Now a year into her role as Chief Inspector, Amanda Spielman has frequently intimated that a change of direction in the way Ofsted carries out inspections was looming.

Now the watchdog has made its intentions clear with the publication of its new Draft Inspection Framework. Subject to the usual process of scrutiny and approval, this draft framework will become the basis of all inspections in schools and education providers from the start of the next academic year in September 2018. The main media focus has been on the mooted shift of emphasis away from exam results and ‘outcomes’ to the overall quality of education that is provided.

So, what are the key changes that schools need to be aware of? A new judgement: ‘quality of education’ As previously announced, the current ‘quality of teaching, learning and assessment’ judgement is to be replaced.

Spielman has already explained that she feels that this has become too narrowly focused on examination outcomes. In its place comes a new ‘quality of education’ judgement.

This is intended to take the emphasis and intensity away from performance data.

Instead, inspectors will assess the ‘substance’ of education.

Teaching, learning and assessment will still be judged, but whereas currently pupil outcomes are currently the overriding factor in a school’s judgement, under the new framework the quality of teaching and learning will be viewed in a wider context.
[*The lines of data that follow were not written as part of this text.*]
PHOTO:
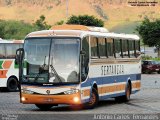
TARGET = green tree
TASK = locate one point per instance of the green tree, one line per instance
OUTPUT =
(41, 23)
(85, 20)
(150, 32)
(15, 29)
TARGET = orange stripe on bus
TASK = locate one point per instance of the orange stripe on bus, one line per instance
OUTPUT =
(136, 84)
(7, 64)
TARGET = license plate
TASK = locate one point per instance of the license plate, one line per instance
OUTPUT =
(48, 99)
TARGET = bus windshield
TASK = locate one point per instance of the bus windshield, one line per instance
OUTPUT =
(53, 60)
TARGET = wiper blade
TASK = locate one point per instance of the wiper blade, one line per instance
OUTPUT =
(43, 66)
(55, 72)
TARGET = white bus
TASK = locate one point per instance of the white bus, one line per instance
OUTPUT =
(8, 69)
(78, 65)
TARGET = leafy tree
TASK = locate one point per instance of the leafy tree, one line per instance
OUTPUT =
(15, 29)
(60, 22)
(85, 20)
(150, 32)
(41, 24)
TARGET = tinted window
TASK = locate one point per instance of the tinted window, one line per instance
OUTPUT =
(109, 47)
(102, 47)
(117, 44)
(85, 58)
(11, 50)
(94, 48)
(131, 48)
(2, 51)
(125, 48)
(137, 47)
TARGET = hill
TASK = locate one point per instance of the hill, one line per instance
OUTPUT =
(113, 12)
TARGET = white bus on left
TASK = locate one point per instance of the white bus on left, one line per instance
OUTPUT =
(8, 68)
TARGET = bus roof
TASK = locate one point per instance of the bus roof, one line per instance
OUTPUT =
(11, 41)
(80, 31)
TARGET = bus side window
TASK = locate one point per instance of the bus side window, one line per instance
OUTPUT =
(102, 47)
(137, 48)
(125, 48)
(117, 44)
(94, 47)
(11, 50)
(85, 61)
(2, 51)
(131, 48)
(109, 46)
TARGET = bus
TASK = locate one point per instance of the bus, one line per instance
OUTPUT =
(8, 69)
(78, 65)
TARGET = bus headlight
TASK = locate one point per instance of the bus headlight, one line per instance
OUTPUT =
(76, 99)
(73, 91)
(27, 92)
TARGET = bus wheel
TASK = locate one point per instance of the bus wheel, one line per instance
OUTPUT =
(44, 106)
(12, 84)
(93, 100)
(127, 95)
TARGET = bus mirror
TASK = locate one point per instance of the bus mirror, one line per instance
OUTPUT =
(82, 52)
(19, 55)
(17, 59)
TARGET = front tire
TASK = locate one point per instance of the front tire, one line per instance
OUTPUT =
(12, 84)
(126, 97)
(93, 100)
(44, 106)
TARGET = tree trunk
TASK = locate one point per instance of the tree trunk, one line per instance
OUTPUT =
(158, 52)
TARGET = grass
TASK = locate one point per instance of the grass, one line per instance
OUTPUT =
(117, 17)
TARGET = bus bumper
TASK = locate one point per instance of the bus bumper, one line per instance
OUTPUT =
(73, 99)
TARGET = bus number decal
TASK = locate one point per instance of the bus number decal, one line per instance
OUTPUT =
(112, 69)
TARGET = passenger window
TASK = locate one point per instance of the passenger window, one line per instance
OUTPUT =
(2, 51)
(131, 48)
(85, 58)
(94, 47)
(137, 48)
(102, 47)
(11, 50)
(125, 48)
(117, 44)
(109, 47)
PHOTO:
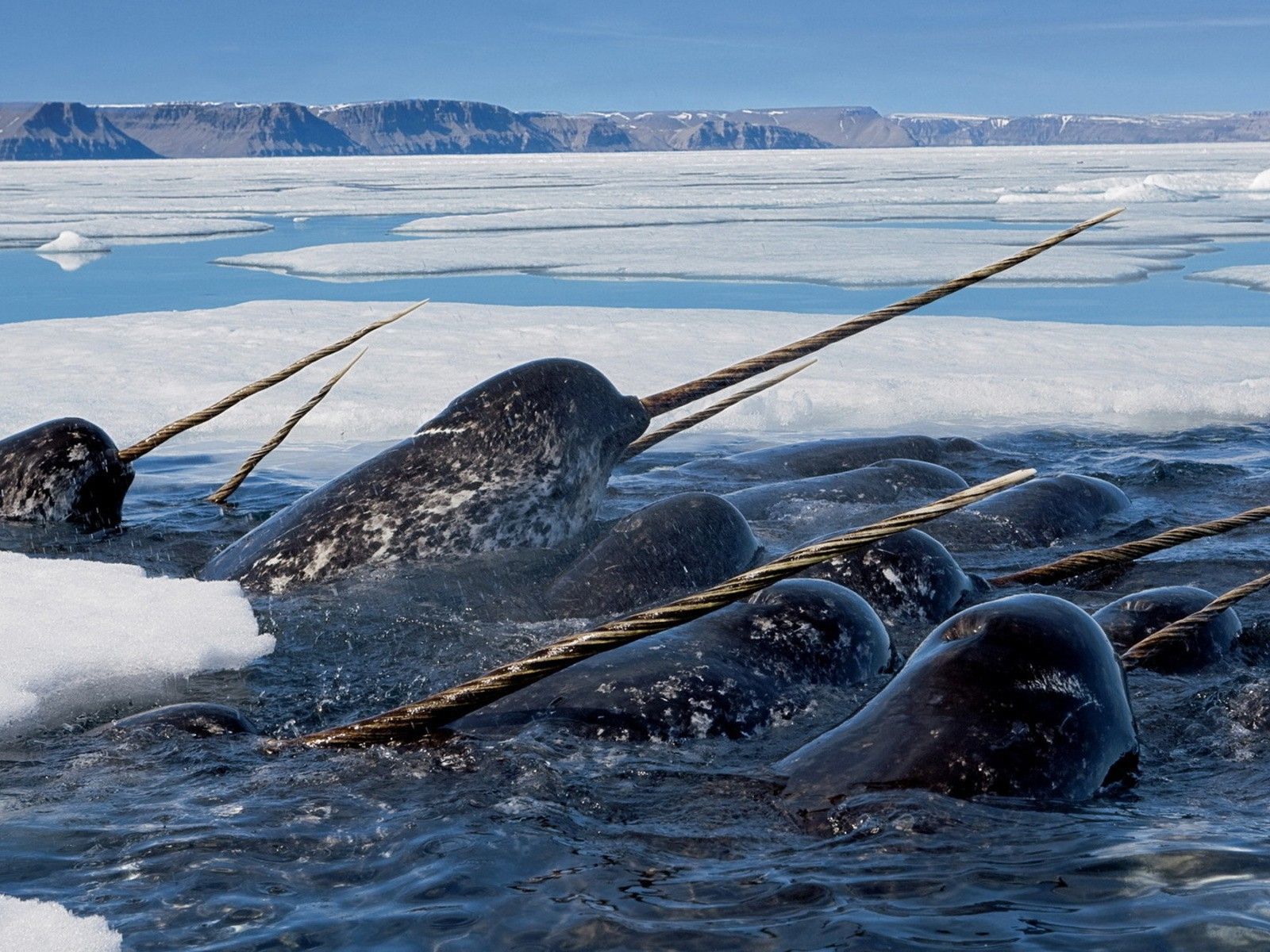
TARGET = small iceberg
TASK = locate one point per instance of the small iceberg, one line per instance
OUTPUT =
(76, 636)
(71, 243)
(73, 260)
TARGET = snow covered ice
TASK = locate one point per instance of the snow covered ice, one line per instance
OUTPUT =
(914, 374)
(79, 635)
(71, 243)
(32, 924)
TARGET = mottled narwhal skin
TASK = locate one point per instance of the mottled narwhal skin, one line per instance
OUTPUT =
(65, 470)
(683, 543)
(1038, 513)
(520, 461)
(1130, 620)
(724, 674)
(878, 482)
(200, 719)
(1020, 697)
(821, 457)
(907, 578)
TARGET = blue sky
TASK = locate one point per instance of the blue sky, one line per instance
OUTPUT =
(895, 55)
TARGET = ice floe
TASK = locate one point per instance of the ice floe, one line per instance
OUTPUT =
(29, 924)
(78, 635)
(1255, 277)
(918, 372)
(768, 251)
(71, 243)
(1229, 179)
(32, 232)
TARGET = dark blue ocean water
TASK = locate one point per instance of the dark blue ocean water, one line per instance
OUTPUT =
(549, 842)
(179, 276)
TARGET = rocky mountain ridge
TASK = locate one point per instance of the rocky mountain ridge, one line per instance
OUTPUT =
(35, 131)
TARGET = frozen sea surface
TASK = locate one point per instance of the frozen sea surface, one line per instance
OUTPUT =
(545, 841)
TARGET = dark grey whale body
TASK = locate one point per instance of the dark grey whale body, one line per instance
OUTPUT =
(724, 674)
(1020, 697)
(200, 719)
(65, 470)
(907, 578)
(878, 482)
(821, 457)
(1037, 513)
(668, 549)
(1130, 620)
(520, 461)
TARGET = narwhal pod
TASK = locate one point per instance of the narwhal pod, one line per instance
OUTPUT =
(520, 461)
(1130, 620)
(724, 674)
(907, 578)
(1022, 697)
(677, 545)
(878, 482)
(65, 470)
(821, 457)
(1037, 513)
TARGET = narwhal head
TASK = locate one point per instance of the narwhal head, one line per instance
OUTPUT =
(552, 416)
(67, 470)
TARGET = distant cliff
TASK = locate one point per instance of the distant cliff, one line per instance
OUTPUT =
(228, 130)
(64, 131)
(450, 126)
(1083, 130)
(431, 126)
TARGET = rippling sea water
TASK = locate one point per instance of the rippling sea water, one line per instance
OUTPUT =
(548, 841)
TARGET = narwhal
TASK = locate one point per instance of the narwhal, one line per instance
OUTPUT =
(69, 470)
(520, 461)
(1020, 697)
(912, 578)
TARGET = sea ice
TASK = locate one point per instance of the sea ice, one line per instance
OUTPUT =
(76, 635)
(925, 374)
(71, 243)
(29, 924)
(768, 251)
(27, 232)
(1255, 277)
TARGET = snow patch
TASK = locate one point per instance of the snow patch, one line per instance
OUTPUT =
(78, 635)
(71, 243)
(1255, 277)
(36, 924)
(916, 374)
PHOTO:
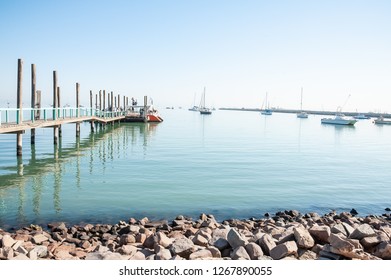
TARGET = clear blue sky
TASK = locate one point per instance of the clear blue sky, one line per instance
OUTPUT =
(170, 50)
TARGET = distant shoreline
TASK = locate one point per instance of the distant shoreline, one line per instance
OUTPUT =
(311, 112)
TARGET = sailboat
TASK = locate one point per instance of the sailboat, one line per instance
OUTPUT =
(204, 110)
(302, 114)
(266, 110)
(194, 108)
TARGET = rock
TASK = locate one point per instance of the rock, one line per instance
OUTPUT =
(254, 251)
(127, 250)
(127, 239)
(162, 253)
(284, 250)
(240, 253)
(201, 255)
(38, 252)
(182, 247)
(372, 241)
(163, 240)
(320, 233)
(383, 251)
(362, 231)
(215, 252)
(39, 239)
(200, 240)
(303, 238)
(339, 228)
(219, 239)
(235, 239)
(7, 241)
(267, 243)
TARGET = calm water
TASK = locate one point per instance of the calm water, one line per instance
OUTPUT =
(230, 164)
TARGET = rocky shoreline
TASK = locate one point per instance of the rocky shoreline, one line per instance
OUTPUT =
(285, 235)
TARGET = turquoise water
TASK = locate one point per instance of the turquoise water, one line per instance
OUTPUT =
(230, 164)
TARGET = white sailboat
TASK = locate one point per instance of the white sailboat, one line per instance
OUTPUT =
(204, 110)
(302, 114)
(266, 110)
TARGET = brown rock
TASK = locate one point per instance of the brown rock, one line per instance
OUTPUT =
(320, 233)
(254, 251)
(267, 243)
(303, 238)
(283, 250)
(201, 255)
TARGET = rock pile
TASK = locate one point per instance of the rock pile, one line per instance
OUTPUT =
(287, 235)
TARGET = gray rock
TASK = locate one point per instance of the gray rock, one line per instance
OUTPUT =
(303, 238)
(7, 241)
(267, 243)
(235, 239)
(240, 253)
(363, 230)
(163, 240)
(201, 255)
(162, 253)
(383, 251)
(284, 250)
(254, 251)
(215, 252)
(39, 239)
(339, 228)
(38, 252)
(320, 233)
(182, 247)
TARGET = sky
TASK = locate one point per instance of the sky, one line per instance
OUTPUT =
(338, 51)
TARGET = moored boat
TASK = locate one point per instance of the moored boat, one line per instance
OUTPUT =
(382, 120)
(339, 119)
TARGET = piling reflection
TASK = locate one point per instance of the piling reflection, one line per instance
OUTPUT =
(25, 194)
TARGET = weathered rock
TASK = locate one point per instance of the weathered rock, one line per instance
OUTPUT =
(254, 251)
(38, 252)
(182, 247)
(235, 239)
(7, 241)
(283, 250)
(267, 243)
(320, 233)
(127, 239)
(201, 255)
(163, 240)
(362, 231)
(161, 253)
(39, 239)
(383, 251)
(303, 238)
(240, 253)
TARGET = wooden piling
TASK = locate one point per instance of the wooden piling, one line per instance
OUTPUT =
(19, 106)
(77, 110)
(55, 128)
(58, 111)
(91, 111)
(145, 109)
(33, 101)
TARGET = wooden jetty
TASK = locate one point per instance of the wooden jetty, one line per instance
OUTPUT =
(18, 120)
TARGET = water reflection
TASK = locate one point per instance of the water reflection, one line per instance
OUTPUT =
(25, 192)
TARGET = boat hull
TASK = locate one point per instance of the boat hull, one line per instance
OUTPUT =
(338, 121)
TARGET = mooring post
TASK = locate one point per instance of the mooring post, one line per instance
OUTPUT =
(58, 111)
(92, 122)
(100, 103)
(19, 106)
(33, 101)
(145, 108)
(104, 102)
(55, 128)
(77, 110)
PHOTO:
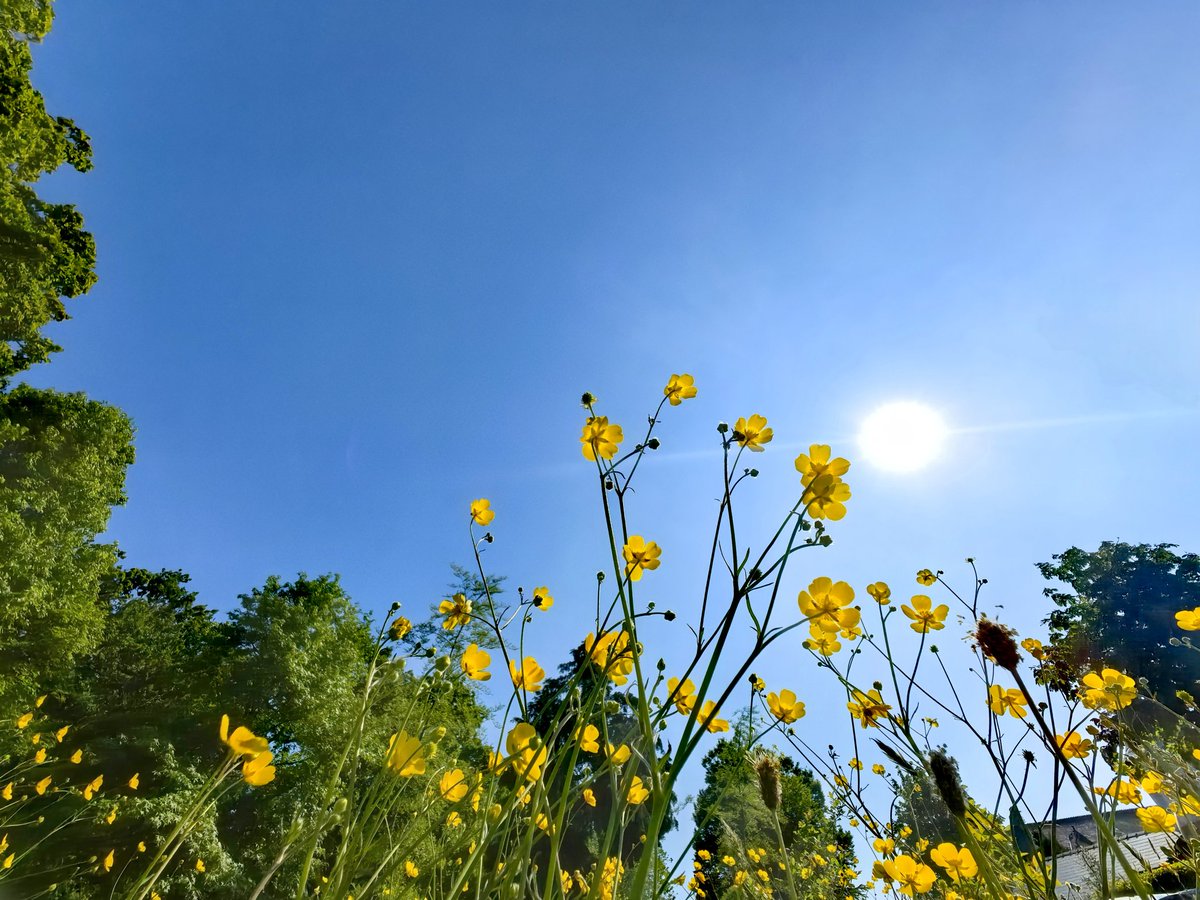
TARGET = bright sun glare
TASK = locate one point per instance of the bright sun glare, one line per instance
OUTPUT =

Ofsted appears to want to take a more holistic approach to judging the overall quality of education, rather than the somewhat artificial segmentation that exists at the moment – with leadership and teaching assessed separately, for example. Other changes to the inspection framework Of course, it is no surprise that the shift away from focusing on exam data has stolen most of the headlines about the new draft inspection framework.

However, there are some other interesting and important changes that are heading schools’ way from September. In a bid to reduce the ‘unnecessary workload’ of teachers, Ofsted proposes that a school’s internal performance data will no longer be used by inspectors as evidence.

The current ‘short’ inspections of schools rated as ‘good’ will be increased to 2 days.

The principle of either confirming that a school deserves to keep its ‘good’ rating or should be rated higher or lower will remain.

However, Ofsted believes that 2-day visits will enable inspectors to gather sufficient evidence to make judgements.

Inspectors will still have the option of imposing a full inspection if it deems it necessary. Another major change is that Ofsted wants to introduce on-site preparation for inspectors.

At present, preparation is done remotely.

From September, this will be done in collaboration with school leaders on the afternoon before the inspection begins.

This means that schools will now receive a phone call no later than 10.00am to inform them of an inspection.

The lead inspector will then arrive at the school at 12.30pm on the same day and will leave the site no later than 5.00pm.

During the afternoon, time will be spent with senior leaders to gain an overview of a school’s recent performance and any changes that have occurred since the last inspection.